Si le revenu de base peut prendre plusieurs formes, son principe est d’être versé (1) de manière universelle, d’un montant égal pour tous, sans contrôle des ressources ou des besoins ; (2) sur une base individuelle et non aux foyers ou ménages ; (3) de façon inconditionnelle, sans exigence de contrepartie. Dans sa version progressiste, on peut rajouter une quatrième caractéristique : il doit être (4) d’un montant suffisant pour couvrir les besoins de base et permettre la participation à la vie sociale.

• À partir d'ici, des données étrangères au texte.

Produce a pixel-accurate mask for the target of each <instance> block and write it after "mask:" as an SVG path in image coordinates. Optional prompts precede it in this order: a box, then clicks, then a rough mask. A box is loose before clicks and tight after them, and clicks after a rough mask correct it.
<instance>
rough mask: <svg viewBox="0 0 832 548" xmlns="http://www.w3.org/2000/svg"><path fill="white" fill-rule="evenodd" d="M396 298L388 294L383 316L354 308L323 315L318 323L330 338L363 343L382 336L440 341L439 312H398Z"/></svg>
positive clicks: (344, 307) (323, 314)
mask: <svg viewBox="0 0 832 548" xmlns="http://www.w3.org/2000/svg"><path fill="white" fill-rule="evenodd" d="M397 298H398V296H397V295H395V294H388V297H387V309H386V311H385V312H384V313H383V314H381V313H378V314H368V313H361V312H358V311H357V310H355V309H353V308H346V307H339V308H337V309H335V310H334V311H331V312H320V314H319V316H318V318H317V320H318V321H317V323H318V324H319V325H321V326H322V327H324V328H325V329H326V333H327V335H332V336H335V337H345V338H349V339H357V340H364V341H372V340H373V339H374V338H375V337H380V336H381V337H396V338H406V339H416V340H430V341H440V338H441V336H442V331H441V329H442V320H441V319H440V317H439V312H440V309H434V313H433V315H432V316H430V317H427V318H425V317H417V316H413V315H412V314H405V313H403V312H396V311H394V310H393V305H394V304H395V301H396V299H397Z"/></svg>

Bien qu’en apparence séduisant, il n’est pas aisé de trouver des fondements, en matière de justice distributive, compatibles avec ces quatre caractéristiques du revenu de base. Tant qu’il existe des économies d’échelle et un arbitrage politique entre conditionnalité et niveau du revenu minimum, alors, dans une perspective rawlsienne, un système de revenu minimum garanti de type RMI/RSA (familialisé et faiblement conditionné) semble préférable à un revenu de base pur. De plus, la réduction généralisée du temps de travail semble une solution politique plus soutenable que le revenu de base pour atteindre les objectifs écologiques et émancipateurs qui sont souvent assignés au revenu de base.

Il apparaît que l’avantage principal du revenu de base, de par son universalité, est de ne provoquer aucun indu ou non-recours et de ne pas stigmatiser les bénéficiaires nets du système. Dans cette optique, les minima sociaux pourraient être transformés en une allocation plus universelle, qui serait moins stigmatisante. Cette allocation devrait tenir compte de la composition familiale, définir une condition de participation sociale. Elle impliquerait un contrôle du travail au noir et conserverait les incitations au travail. Elle serait complétée par des politiques spécifiques prenant en charge les enfants, les personnes âgées et les handicapés, soit ceux qui ne répondent pas aux incitations, et s’ajouterait au système assurantiel (chômage, retraite, maladie). Le système de protection sociale ne serait ainsi pas réellement simplifié mais transformé pour éviter la stigmatisation et le non-recours.

Si le revenu de base n’est pas une idée stupide, ce n’est pas non plus la réforme miracle décrite par ses défenseurs : véritable couteau suisse – social, écologiste, émancipateur – de la réforme de la protection sociale.